Hundreds of people incarcerated in Arizona have failed to update critical prison management software longer than they should be, according to a whistleblower report.
Arizona Department of Corrections employees have known about the bug since 2019, Phoenix-based NPR affiliate KJZZ reported. The flaw follows a change in state law that the software simply cannot handle and has not been updated to deal with it.
Arizona has one of the highest jail rates in the country, with drug possession convictions a major factor behind the numbers. A June 2019 Arizona State Law Amendment (PDF) created a mechanism by which inmates convicted of certain non-violent drug offenses can earn credits toward early release. Eligible inmates who complete a program such as a GED equivalent or drug treatment while incarcerated can earn three days credit for each seven days served and reduce their time behind bars to 70 percent of the time. sentence assigned to them.
The Arizona Department of Corrections FAQ (PDF) on the program states that inmates and their families should not contact anyone to request an eligibility review. “This is done automatically based on the system’s programming, which generates a list for Time Comp,” the document reads. “Reviews are being completed based on the earliest scheduled release dates.” According to whistleblowers, however, this system cannot identify eligible participants and still does not do these calculations.
“We knew from day one that it wasn’t going to work,” a Department of Corrections source told KJZZ. “When they approved this bill, we looked at it and we said ‘Oh shit.'”
Whistleblowers said they began sending “repeated internal warnings” to the department’s IT officials in 2019. KJZZ obtained a copy of an October 2020 bug report detailing how the software, called ACIS, is breaking the law .
“Currently, this calculation is not in ACIS at all,” the report reads. “ACIS can calculate 1 credit earned for every 6 days served, but this is a New calculation.”
The ministry confirmed to KJZZ that it was aware of the problem with ACIS. “The data is calculated manually and then entered into the system,” spokesman Bill Lamoreaux told KJZZ, saying the department has identified at least 733 inmates who are eligible to participate in the early release program but who are not yet registered.
Prison (poor) management software
There is a whole sprawling “patch” software industry in the United States. At one level, prison and inmate management systems make sense: you need to know who is in an institution, where they are, what their medical needs are, who their legal representation is, etc.
However, as parts of the criminal justice system are more and more entrusted to management algorithms, real people are more and more affected by the flaws in these software packages. The deployment of ACIS in Arizona took three years longer than expected and consistently went over budget, local media reported at the time.
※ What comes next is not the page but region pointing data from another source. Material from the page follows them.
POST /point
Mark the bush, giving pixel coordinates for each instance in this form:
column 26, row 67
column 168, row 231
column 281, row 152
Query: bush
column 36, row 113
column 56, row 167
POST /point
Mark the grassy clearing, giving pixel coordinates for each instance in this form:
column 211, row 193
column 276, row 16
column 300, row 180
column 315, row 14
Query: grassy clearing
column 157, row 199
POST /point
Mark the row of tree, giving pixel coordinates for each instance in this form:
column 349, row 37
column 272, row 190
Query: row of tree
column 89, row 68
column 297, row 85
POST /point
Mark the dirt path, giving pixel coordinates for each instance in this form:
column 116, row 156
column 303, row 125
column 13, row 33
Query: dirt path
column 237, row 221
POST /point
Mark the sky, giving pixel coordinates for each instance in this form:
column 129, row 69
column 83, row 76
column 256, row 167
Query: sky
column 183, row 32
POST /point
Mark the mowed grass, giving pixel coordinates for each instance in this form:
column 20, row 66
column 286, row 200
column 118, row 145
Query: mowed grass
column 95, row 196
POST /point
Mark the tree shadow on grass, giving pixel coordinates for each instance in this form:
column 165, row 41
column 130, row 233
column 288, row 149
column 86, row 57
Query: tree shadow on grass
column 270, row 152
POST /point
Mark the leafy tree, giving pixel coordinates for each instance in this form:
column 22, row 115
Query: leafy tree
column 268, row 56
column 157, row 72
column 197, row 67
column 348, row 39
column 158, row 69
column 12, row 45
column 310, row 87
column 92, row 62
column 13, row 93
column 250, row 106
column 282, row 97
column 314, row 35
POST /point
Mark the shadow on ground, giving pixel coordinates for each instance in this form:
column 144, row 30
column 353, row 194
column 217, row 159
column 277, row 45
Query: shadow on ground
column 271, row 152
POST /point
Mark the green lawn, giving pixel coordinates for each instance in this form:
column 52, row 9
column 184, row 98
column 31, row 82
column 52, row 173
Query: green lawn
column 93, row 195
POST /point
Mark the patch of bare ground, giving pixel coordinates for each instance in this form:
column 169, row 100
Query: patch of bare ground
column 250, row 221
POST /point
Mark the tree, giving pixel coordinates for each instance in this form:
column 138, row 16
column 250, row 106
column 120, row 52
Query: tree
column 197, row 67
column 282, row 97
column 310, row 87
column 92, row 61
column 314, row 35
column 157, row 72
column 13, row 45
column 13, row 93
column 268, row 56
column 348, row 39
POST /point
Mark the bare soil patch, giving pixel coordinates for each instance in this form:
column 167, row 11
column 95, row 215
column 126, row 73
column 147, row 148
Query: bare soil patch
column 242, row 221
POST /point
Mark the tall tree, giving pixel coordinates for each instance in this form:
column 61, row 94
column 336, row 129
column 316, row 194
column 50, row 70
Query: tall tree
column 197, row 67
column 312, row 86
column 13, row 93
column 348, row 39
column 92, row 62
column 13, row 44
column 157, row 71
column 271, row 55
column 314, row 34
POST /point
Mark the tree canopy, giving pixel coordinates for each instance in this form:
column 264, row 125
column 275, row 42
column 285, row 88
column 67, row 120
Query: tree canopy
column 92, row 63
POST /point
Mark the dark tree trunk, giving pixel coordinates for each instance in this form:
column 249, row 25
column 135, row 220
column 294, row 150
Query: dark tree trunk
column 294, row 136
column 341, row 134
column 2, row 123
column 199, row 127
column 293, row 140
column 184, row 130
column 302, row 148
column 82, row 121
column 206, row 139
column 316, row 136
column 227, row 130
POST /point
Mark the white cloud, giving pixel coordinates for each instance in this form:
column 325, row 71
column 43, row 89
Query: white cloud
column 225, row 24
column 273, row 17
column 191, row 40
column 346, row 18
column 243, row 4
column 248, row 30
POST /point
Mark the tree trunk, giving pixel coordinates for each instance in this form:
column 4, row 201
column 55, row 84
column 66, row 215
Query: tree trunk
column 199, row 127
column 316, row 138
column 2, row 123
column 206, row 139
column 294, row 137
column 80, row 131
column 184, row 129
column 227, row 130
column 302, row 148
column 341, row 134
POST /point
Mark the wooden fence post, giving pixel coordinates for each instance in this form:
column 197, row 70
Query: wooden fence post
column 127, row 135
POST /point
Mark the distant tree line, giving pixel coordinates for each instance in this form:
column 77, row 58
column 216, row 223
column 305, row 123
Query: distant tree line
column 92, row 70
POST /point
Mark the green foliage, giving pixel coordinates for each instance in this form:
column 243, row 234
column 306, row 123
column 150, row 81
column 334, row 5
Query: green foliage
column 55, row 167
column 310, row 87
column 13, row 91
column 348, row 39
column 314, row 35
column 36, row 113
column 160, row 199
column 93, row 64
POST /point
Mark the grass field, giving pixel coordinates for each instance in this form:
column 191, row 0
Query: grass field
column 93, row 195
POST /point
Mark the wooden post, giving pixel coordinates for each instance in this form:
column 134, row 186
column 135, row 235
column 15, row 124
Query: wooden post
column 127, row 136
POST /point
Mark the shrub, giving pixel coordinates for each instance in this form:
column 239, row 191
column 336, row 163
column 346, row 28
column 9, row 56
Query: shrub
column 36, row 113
Since it was finally implemented over Thanksgiving weekend in 2019, ACIS has remained plagued by bugs, sources told KJZZ. Several modules of the software did not function properly, “including modules that track inmate health care, enumeration, inmate assets, commissary and financial accounts, religious affiliation, classification of security and gang affiliations “. And when human error introduces something incorrect into an inmate’s file, employees may not have a way to remove or correct the error.
“In one case, a disciplinary measure was mistakenly entered in an inmate’s file,” a source told KJZZ. “But there’s no way to go back. So this guy was punished and he couldn’t make a phone call for 30 days. That’s the kind of thing that gnaws at you every day. “
Software suites used by law enforcement and courts – long before anyone was subjected to prison management software – have also been widely criticized in recent years, both for their lack of transparency and for their prejudices. racial. ProPublica published an in-depth and detailed report in 2016 finding that the courts’ risk assessment software ranked black suspects as more likely to commit other crimes than white suspects who allegedly committed similar acts.
Researchers in 2018 analyzed the software and found that groups of random amateurs had the same accuracy when projecting suspects’ recidivism rates; people and algorithms got it wrong about a third of the time.